Our Take
A genuinely efficient coding agent baseline that trades size for post-training discipline (multi-stage SFT, verifiable rewards, cross-harness robustness), but the benchmarks are vendor-reported and no independent reproducer has published results yet.
Why it matters
Teams building code agents can now start with a 30B sparse model instead of 120B dense ones, cutting inference cost and latency. The architectural choices (interleaved attention, token-level RL aggregation, async sampling) are worth studying regardless of which model you deploy.
Do this week
Benchmark North Mini Code against your internal coding tasks and agent harnesses before committing to larger models; run it through your own verifier to confirm the 33.4 score holds in your environment.
Cohere releases North Mini Code: 30B sparse MoE with 3B active parameters
Cohere has released North Mini Code as the first model in its new family designed specifically for agentic software engineering tasks. The model is a decoder-only Transformer-based sparse Mixture-of-Experts architecture with 128 experts, of which 8 are activated per token. It uses interleaved sliding-window attention and global attention in a 3:1 ratio, with SwiGLU feed-forward blocks and efficient attention implementation.
On Artificial Analysis' Coding Index, North Mini Code scores 33.4, outperforming Qwen 3.5 (35B-A3B), Gemma 4 (26B-A4B), and substantially larger models including Nemotron 3 Super (120B-A12B), Mistral Small 4 (119B-A6B), and Devstral 2 (123B) (per Cohere's published benchmarks). The model achieves 80.2% pass@10 on SWE-Bench Verified and 55.1% pass@10 on Terminal-Bench v2 after supervised fine-tuning, improving to 61.0% pass@1 on mini-SWE-Agent harness after reinforcement learning with verifiable rewards (RLVR).

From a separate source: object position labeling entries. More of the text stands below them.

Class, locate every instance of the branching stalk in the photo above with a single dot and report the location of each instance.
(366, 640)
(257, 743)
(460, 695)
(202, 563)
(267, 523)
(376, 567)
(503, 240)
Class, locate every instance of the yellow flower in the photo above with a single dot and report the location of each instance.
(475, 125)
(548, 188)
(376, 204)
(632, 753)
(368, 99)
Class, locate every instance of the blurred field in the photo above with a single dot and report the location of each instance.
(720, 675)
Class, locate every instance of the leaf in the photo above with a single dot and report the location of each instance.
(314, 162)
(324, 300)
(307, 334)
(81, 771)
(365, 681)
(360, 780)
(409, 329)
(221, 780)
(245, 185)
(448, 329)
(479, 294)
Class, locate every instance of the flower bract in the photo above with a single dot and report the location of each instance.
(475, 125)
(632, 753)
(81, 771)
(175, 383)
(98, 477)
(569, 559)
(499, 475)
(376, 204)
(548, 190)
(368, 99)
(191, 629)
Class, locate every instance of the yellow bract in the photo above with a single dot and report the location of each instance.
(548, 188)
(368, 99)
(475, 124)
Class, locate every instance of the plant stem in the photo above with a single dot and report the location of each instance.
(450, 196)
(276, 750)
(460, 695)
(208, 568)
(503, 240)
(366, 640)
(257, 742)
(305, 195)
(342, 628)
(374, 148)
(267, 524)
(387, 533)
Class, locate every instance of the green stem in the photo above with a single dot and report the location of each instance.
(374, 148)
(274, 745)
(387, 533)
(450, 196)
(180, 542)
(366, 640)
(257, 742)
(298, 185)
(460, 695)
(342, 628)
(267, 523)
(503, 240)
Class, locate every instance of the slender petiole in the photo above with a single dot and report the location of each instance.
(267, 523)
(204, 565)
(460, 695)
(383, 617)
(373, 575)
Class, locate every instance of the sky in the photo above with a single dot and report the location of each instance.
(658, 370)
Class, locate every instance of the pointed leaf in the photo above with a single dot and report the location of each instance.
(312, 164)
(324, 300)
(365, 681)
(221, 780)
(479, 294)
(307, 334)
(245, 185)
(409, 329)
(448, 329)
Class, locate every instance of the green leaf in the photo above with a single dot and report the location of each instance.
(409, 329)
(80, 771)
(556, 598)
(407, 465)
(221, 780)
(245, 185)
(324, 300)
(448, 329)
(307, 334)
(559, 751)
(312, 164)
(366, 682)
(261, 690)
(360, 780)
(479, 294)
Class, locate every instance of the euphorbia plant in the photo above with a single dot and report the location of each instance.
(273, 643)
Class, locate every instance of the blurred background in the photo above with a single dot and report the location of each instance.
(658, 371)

Post-training discipline, not scale, drives the gains
The model's efficiency comes from a two-stage cascaded supervised fine-tuning pipeline followed by RLVR. The first SFT stage uses 64K context and a mixed dataset where code forms 70% of trainable tokens (43% agentic tool-use data, 27% competitive or scientific programming). The second stage trains on 128K context using only 4.5 billion tokens of high-quality agentic and reasoning-driven samples, where code forms 61% of trainable tokens and all tool calls and completions are verified as executable.
Rather than optimize for quantitative metrics during SFT, Cohere treated it as priming for RLVR, relying on sample-level filtering to remove invalid tool calls, malformed tokens, and hallucinated citations. Over 70,000 verifiable tasks across approximately 5,000 unique repositories were used, with deduplication against SWE-Bench and SWE-Bench-Pro to avoid source leakage.

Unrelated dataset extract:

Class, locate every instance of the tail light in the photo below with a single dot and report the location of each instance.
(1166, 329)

The RLVR stage used an asynchronous training loop (a vLLM sidecar fed rollouts continuously to an offline learner) to handle variable-length code traces. Weights were exported every four learner steps, and the model trained on both terminal-based and software engineering tasks simultaneously using binary rewards derived from unit-test-based verifiers. RLVR improved pass@1 performance by 7.9 percentage points on Terminal-Bench v2 and 3.0 percentage points on SWE-Bench.
Cross-harness generalization and inference cost matter more than benchmark scores
Cohere trained North Mini Code on multiple agent harnesses (SWE-Agent, mini-SWE-agent, OpenCode, and Terminal-Bench's Terminus 2) rather than optimizing for a single one. Adding just 6% benchmark harness data during the second SFT stage yielded a 10% gain when evaluated with OpenCode while maintaining SWE-Bench Verified performance. This matters because real agents encounter diverse tooling environments with different CLI interfaces, structured JSON responses, and raw stdout formats.
The sparse activation pattern (8 of 128 experts per token) significantly reduces inference cost and memory footprint compared to 30B dense models. Practitioners building code agents should test the model against their own tool harnesses and internal verification pipelines before assuming the published benchmarks translate to their environment. The model is available under Apache 2.0 on Hugging Face.